Querying TensorFlow Serving with Python
After deploying the TensorFlow Serving model, you can query it with Python using REST or gRPC.
REST API Query
import json
import requests
# Define the URL of the TensorFlow Serving API
url = "http://your-ecs-service-url/v1/models/my_model:predict"
# Define the input payload (adjust based on your model input)
data = {
"signature_name": "serving_default",
"instances": [{"input_ids": [101, 2023, 2003, 1037, 3160, 102]}] # Example input tokens
}
# Send the POST request and get the response
response = requests.post(url, data=json.dumps(data))
print(response.json())
gRPC Query
gRPC is faster than REST because it’s a binary protocol, making it more efficient for high-performance production systems.
import grpc
from tensorflow_serving.apis import predict_pb2, prediction_service_pb2_grpc
from google.protobuf import json_format
# Set up the gRPC channel
channel = grpc.insecure_channel('your-ecs-service-url:8500')
stub = prediction_service_pb2_grpc.PredictionServiceStub(channel)

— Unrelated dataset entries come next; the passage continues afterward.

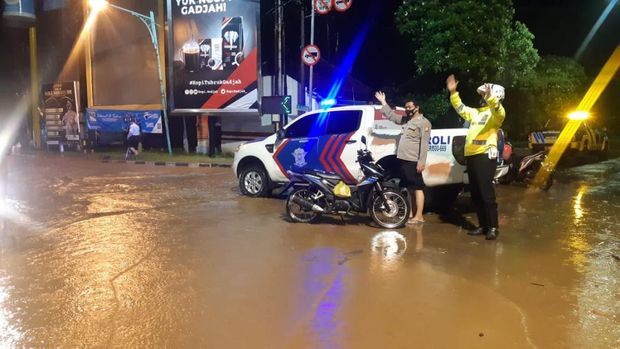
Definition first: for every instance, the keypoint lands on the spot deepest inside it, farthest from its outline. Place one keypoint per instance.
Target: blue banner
(106, 120)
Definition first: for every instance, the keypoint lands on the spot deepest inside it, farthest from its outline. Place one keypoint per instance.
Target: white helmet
(496, 90)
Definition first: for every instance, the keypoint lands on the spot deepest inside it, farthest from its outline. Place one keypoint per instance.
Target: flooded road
(114, 255)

# Create the request object
request = predict_pb2.PredictRequest()
request.model_spec.name = 'my_model'
request.model_spec.signature_name = 'serving_default'
# Add input features
request.inputs['input_ids'].CopyFrom(
tf.make_tensor_proto([101, 2023, 2003, 1037, 3160, 102])
)
# Send the request and get the response
response = stub.Predict(request, 10.0)
print(json_format.MessageToJson(response))

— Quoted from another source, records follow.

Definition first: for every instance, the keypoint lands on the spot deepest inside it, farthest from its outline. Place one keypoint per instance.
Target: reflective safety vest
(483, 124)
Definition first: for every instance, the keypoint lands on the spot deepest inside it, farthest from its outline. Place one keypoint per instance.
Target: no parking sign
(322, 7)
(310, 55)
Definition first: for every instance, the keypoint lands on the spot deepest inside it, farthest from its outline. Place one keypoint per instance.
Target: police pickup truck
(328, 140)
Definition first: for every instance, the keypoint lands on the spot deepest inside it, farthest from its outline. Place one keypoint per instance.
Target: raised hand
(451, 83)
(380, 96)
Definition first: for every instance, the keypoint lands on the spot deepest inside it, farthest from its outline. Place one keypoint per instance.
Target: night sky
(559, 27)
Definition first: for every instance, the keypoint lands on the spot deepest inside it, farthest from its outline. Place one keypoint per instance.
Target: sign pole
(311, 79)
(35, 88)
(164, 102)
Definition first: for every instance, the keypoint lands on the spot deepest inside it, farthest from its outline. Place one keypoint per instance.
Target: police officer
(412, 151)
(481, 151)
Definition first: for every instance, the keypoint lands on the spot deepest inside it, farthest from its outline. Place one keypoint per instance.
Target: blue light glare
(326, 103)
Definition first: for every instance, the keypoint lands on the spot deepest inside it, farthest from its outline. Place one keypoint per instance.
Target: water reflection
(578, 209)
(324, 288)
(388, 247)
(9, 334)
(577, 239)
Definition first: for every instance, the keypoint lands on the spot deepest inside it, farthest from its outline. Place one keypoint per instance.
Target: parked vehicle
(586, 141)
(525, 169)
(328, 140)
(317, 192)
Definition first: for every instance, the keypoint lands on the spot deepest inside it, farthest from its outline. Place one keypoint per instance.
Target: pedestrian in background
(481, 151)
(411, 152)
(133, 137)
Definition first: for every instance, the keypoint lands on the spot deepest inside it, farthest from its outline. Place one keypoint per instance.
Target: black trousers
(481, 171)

Optimizing Your Model with Pruning and Distillation
While deploying models at scale, optimizing for performance can significantly reduce costs and improve response times. Two common techniques are pruning and knowledge distillation.
Pruning
Pruning removes unnecessary weights from the model without significantly affecting its accuracy. This reduces the model size and speeds up inference.
import tensorflow_model_optimization as tfmot
# Define a pruning schedule
pruning_schedule = tfmot.sparsity.keras.PolynomialDecay(
initial_sparsity=0.2, final_sparsity=0.8, begin_step=0, end_step=1000
)
# Apply pruning to the model
pruned_model = tfmot.sparsity.keras.prune_low_magnitude(model, pruning_schedule=pruning_schedule)
Knowledge Distillation
In distillation, a smaller model (student) is trained to replicate the behavior of a larger model (teacher), making it more efficient while maintaining performance.
from transformers import DistilBertForQuestionAnswering
# Load a smaller model for distillation
student_model = DistilBertForQuestionAnswering.from_pretrained("distilbert-base-uncased")
# Train the student model using the outputs from the teacher model
# This can be done using a custom loss function to minimize the difference between the teacher and student outputs
Conclusion
In this guide, we walked through deploying a fine-tuned LLM using Flask and the Hugging Face Transformers pipeline, Dockerizing it, and deploying it to AWS ECS. We also explored using TensorFlow Serving for more robust model serving and touched on optimizations like pruning and distillation to improve performance in production environments.
With these tools, you can deploy your model in scalable, efficient production environments to serve real-time user queries.